MUTASAVVIF ŞEYHÜLİSLÂM ZEMBİLLİ ALİ CEMALÎ EFENDİ
Zembilli Mahlası
Sekizinci Osmanlı şeyhülislâmıdır. İsmi, Ali bin Ahmed bin Cemâleddîn Muhammed’dir. Lakabı Alâeddîn el-Hanefî er-Rûmî’dir. Cemâleddîn Aksarâyî’nin torunudur. Dedesine nisbetle “Cemâlî” denilmiş ve Ali Cemâlî ismiyle tanınmıştır. Evinin penceresinden bir zembil sarkıtır, sual sormak isteyenler, suallerini bir kâğıda yazıp zembile koyardı. O da çekip suallerin cevabını yazar, zembili tekrar sarkıtırdı. Bu sebeple “Zembilli” mahlasıyla meşhur olmuştur. Doğum tarihi bilinmemekte olup, H. 932 / M. 1526 senesinde İstanbul’da vefat etmiştir. Türbesi Zeyrek yokuşundadır. Zembilli Ali Efendi, ilim tahsiline memleketinde başlayıp, Alâeddîn Ali bin Hamza Karamanî’den ders aldı. Kudûrî muhtasarını ve Nesefî manzumesini ezberledi. Bu ilk tahsilinden sonra İstanbul’a gitti.
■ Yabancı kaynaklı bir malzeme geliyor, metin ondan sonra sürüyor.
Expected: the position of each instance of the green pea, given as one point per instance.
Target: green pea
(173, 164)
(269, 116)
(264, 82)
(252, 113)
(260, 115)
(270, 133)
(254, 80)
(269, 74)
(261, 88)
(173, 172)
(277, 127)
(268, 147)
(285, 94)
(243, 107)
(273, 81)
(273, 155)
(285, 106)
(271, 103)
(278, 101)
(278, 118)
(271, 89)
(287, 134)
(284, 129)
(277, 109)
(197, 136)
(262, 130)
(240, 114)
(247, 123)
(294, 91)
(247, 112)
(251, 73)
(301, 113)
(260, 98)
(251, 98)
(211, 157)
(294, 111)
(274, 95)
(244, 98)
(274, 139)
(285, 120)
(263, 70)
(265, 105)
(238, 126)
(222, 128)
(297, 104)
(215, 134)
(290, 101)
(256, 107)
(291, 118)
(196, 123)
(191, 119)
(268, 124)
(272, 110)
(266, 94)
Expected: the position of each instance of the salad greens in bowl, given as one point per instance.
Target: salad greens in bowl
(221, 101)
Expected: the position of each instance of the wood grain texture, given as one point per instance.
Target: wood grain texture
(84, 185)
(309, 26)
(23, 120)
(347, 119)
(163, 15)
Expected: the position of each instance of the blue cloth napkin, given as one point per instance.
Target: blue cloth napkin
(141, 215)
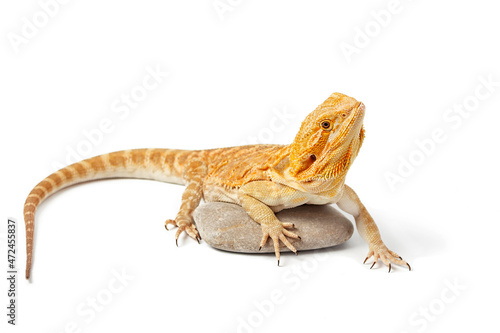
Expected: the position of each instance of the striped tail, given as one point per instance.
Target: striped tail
(157, 164)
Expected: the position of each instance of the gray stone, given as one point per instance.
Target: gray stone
(228, 227)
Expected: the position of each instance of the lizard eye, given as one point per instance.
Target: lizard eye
(326, 125)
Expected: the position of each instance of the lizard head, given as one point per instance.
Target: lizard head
(329, 139)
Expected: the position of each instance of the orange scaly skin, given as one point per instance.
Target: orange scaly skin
(263, 179)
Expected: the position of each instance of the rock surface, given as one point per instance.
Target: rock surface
(228, 227)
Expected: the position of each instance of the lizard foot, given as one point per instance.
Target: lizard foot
(278, 232)
(188, 227)
(386, 256)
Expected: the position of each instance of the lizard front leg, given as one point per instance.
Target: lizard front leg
(194, 174)
(368, 230)
(257, 198)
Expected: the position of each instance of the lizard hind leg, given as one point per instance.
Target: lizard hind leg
(194, 174)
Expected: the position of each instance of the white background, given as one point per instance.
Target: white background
(227, 73)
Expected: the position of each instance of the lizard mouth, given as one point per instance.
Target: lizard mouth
(343, 147)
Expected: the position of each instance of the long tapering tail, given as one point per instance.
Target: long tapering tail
(157, 164)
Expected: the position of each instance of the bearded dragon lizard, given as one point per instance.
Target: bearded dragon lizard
(263, 179)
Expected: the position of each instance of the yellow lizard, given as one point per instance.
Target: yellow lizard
(263, 179)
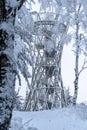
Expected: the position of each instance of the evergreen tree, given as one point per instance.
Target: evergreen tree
(8, 11)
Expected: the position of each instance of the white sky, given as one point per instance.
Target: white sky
(68, 63)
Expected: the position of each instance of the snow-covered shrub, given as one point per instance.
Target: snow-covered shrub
(17, 124)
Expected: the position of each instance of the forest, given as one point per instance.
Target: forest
(33, 35)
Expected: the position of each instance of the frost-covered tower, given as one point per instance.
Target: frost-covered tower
(47, 87)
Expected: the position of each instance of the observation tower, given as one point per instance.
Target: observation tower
(46, 85)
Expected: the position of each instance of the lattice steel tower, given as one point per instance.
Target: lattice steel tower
(47, 87)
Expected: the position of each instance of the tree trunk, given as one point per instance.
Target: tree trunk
(7, 73)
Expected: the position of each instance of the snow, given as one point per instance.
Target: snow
(60, 119)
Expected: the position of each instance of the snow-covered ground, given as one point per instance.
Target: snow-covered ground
(61, 119)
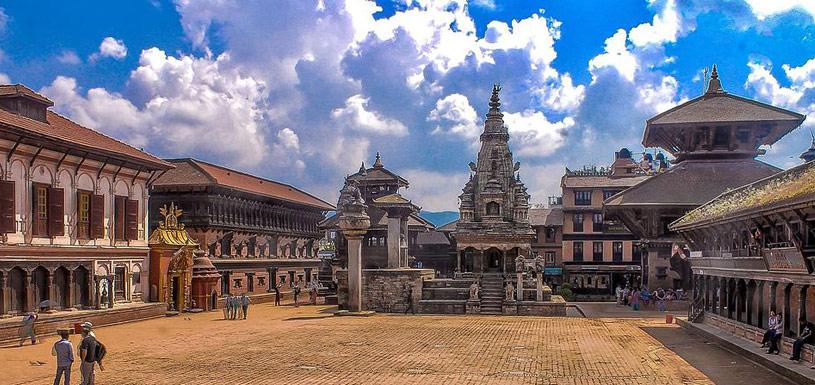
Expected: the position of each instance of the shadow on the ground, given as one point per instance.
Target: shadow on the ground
(722, 366)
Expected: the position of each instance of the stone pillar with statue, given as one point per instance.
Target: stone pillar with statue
(354, 223)
(171, 261)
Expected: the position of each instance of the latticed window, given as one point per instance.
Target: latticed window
(84, 221)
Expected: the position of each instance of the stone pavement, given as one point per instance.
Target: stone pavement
(307, 345)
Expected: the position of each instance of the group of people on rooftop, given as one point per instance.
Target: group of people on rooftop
(639, 298)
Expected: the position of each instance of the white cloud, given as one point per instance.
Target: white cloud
(454, 115)
(534, 135)
(112, 48)
(68, 57)
(663, 29)
(766, 8)
(616, 56)
(189, 105)
(434, 190)
(356, 116)
(289, 139)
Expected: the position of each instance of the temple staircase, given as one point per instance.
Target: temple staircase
(492, 293)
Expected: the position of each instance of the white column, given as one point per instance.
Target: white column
(394, 258)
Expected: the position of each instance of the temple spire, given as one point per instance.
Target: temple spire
(378, 161)
(715, 85)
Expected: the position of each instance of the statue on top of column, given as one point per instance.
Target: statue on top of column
(519, 264)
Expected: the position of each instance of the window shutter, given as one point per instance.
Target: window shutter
(56, 212)
(132, 218)
(8, 222)
(35, 219)
(97, 216)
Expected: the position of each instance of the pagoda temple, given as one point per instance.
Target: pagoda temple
(715, 139)
(493, 229)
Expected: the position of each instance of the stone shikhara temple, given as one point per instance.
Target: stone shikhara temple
(493, 228)
(494, 275)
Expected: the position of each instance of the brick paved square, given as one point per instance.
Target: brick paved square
(306, 345)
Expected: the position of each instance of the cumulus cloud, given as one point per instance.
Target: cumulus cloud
(110, 47)
(763, 8)
(68, 57)
(356, 116)
(534, 135)
(454, 115)
(186, 105)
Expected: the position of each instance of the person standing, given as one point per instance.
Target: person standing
(89, 354)
(778, 332)
(806, 336)
(296, 293)
(771, 321)
(277, 293)
(245, 305)
(64, 351)
(27, 328)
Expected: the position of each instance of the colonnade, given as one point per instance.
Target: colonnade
(750, 300)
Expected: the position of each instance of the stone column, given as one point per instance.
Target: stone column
(29, 294)
(802, 305)
(394, 232)
(354, 239)
(5, 300)
(69, 298)
(787, 308)
(760, 319)
(51, 293)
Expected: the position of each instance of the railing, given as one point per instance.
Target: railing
(696, 309)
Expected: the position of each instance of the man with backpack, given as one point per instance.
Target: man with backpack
(91, 352)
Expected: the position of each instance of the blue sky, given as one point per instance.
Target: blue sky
(303, 91)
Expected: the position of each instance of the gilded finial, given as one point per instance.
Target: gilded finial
(378, 161)
(715, 85)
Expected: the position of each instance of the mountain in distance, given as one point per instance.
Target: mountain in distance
(439, 218)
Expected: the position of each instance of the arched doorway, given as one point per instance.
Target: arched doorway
(61, 288)
(18, 295)
(493, 258)
(82, 296)
(39, 279)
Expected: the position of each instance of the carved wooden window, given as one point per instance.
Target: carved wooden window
(8, 220)
(577, 249)
(83, 223)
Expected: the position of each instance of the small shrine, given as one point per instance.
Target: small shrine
(171, 261)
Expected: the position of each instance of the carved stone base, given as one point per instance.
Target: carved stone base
(509, 308)
(473, 307)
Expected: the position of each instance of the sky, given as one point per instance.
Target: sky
(304, 91)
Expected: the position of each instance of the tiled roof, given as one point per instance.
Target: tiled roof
(581, 181)
(788, 187)
(19, 89)
(692, 183)
(193, 172)
(721, 107)
(79, 138)
(546, 216)
(432, 238)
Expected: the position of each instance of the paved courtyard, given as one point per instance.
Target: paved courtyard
(307, 345)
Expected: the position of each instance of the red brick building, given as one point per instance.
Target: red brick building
(256, 232)
(73, 210)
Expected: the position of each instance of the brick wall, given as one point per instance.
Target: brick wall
(383, 290)
(48, 324)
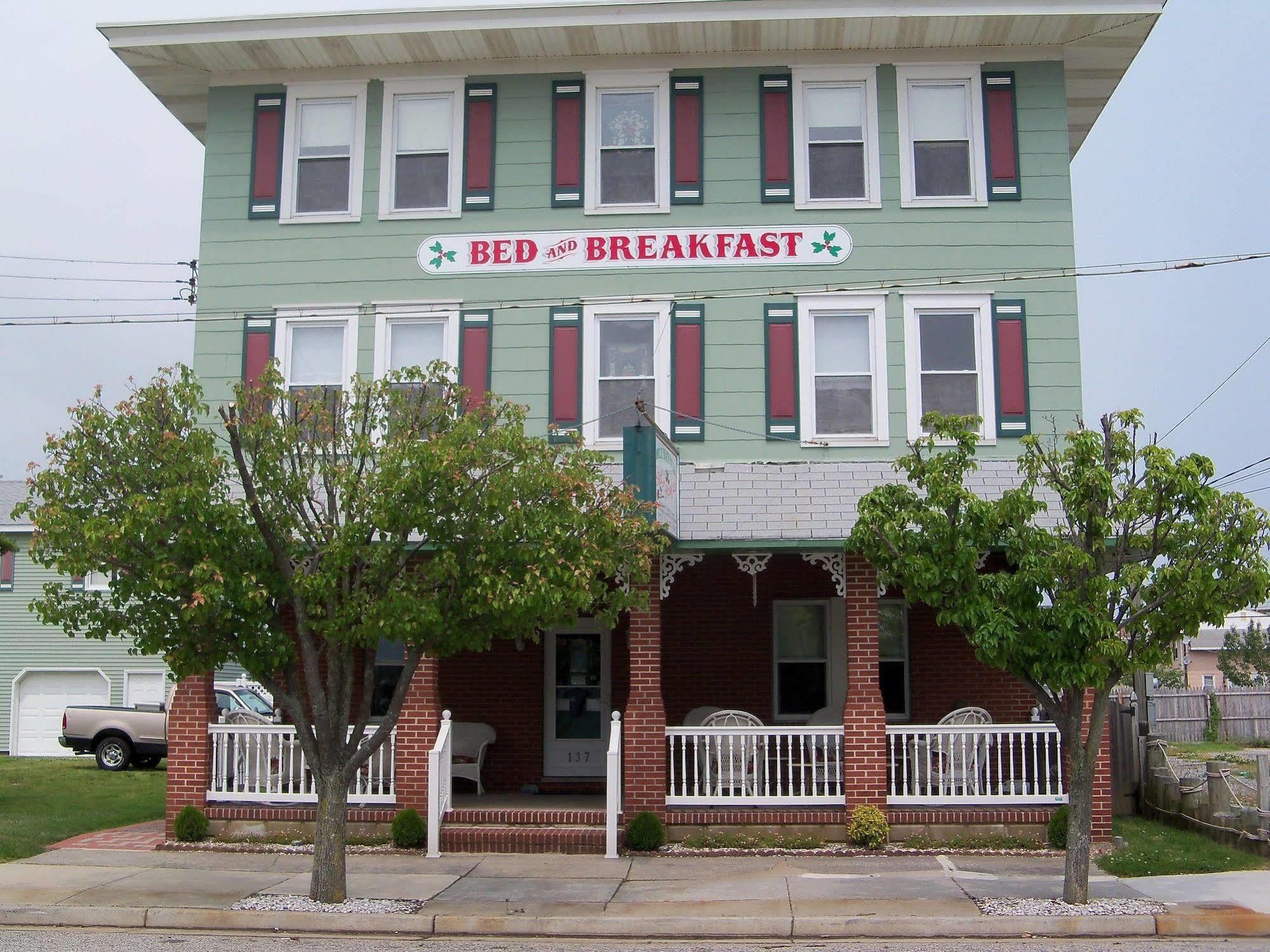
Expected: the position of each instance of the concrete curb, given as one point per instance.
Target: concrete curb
(1208, 923)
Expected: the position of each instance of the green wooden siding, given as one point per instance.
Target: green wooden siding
(27, 644)
(258, 264)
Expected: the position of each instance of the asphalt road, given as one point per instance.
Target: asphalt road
(149, 941)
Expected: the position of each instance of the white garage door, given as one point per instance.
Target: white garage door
(142, 688)
(42, 696)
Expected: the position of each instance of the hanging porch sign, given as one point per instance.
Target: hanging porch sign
(651, 465)
(595, 249)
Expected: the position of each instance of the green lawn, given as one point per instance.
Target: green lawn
(1154, 848)
(44, 801)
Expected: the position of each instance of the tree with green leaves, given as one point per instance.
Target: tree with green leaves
(1109, 551)
(307, 527)
(1245, 655)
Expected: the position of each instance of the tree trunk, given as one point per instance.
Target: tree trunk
(327, 883)
(1080, 822)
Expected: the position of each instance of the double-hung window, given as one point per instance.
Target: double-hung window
(318, 354)
(323, 149)
(628, 142)
(836, 137)
(893, 657)
(628, 359)
(844, 357)
(942, 145)
(949, 357)
(801, 633)
(421, 151)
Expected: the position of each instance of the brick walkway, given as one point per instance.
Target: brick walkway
(138, 837)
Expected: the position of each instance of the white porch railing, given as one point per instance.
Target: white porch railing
(440, 784)
(991, 763)
(755, 766)
(266, 765)
(612, 786)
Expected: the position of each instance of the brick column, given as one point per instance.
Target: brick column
(644, 719)
(863, 715)
(1100, 826)
(417, 732)
(189, 751)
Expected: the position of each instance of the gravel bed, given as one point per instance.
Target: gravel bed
(282, 903)
(1057, 907)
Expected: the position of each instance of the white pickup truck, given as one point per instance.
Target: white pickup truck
(137, 737)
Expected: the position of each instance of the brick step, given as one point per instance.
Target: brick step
(521, 840)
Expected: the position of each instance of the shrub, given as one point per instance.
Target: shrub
(191, 824)
(409, 831)
(1056, 831)
(868, 828)
(645, 833)
(1213, 729)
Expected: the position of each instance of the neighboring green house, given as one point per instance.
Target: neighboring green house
(42, 669)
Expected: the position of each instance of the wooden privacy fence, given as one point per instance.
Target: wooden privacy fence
(1183, 715)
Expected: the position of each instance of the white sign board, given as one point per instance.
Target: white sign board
(600, 249)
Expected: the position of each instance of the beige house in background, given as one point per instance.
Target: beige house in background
(1198, 657)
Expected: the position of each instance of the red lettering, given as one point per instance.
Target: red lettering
(620, 244)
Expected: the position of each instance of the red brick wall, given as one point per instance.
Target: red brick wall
(193, 707)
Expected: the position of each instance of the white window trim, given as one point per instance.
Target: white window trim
(296, 94)
(971, 74)
(591, 316)
(610, 81)
(451, 85)
(907, 715)
(386, 316)
(776, 659)
(845, 75)
(977, 304)
(873, 305)
(328, 318)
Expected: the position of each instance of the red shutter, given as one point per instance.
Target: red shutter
(687, 370)
(565, 395)
(474, 351)
(479, 102)
(781, 339)
(1010, 340)
(567, 144)
(776, 135)
(266, 156)
(1001, 128)
(686, 187)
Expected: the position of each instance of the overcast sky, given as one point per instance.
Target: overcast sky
(97, 169)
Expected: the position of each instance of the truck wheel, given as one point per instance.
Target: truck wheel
(113, 754)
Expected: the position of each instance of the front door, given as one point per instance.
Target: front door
(576, 701)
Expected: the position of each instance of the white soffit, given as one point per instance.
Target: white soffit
(175, 60)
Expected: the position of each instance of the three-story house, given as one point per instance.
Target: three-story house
(787, 230)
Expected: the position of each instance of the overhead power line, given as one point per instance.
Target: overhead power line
(235, 314)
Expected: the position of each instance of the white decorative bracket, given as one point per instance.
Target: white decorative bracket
(672, 563)
(835, 564)
(752, 564)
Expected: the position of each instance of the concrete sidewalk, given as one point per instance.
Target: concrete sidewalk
(920, 897)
Orada, zamanın en meşhur âlimlerinden olan Molla Hüsrev’in derslerine devam edip, ondan ilim öğrendi. Daha sonra Molla Hüsrev, onu Bursa’ya gönderip, Sultan Medresesi müderrisi Hüsâmzâde Mevlânâ Muslihuddîn’den ders almasını tavsiye etti. Bu zatın derslerine devam edip, ondan aklî ve naklî ilimleri öğrendi. İlimde yetiştikten sonra hocası Mevlânâ Muslihuddîn, onu kendisine yardımcı müderris seçti. Mevlânâ Muslihuddîn’in kızı ile evlenip damadı oldu. Çeşitli medreselerde müderrislik yaptı.
Şeyhülislâm Olması
Fatih Sultan Mehmet Han devrinde, Edirne’de Taşlık Ali Bey Medresesi’ne müderris olarak tayin edildi. Fakir olduğu öğrenilince, padişah tarafından kendisine, bir miktar kıymetli elbise ile beş bin akçe ihsan olundu. 1477’de, Edirne’de Beylerbeyi Medresesi’ne, sonra Sirâciyye Medresesi’ne geçti. Bu sırada kendisini çekemeyenlerin tutumları karşısında, müderrislikten istifa edip, Şeyh Muslihuddîn Ebû’l-Vefâ’ya, talebe olup tasavvufta da kemâle geldi. Fâtih Sultan Mehmet Han’ın vefatından sonra, İkinci Bayezid Hân tarafından, Bursa Kaplıca Medresesi’ne müderris tayin edildi. İznik’te Orhan Gazi, Bursa’da Murad Gazi Medreselerinde de müderrislik yaptı. Daha sonra, İkinci Bayezid Medresesi müderrisliği ve Amasya müftülüğü vazifeleri verilerek Amasya’ya gönderildi. Bir müddet bu hizmetlerde bulunduktan sonra, hacca gitmek üzere Amasya’dan ayrıldı.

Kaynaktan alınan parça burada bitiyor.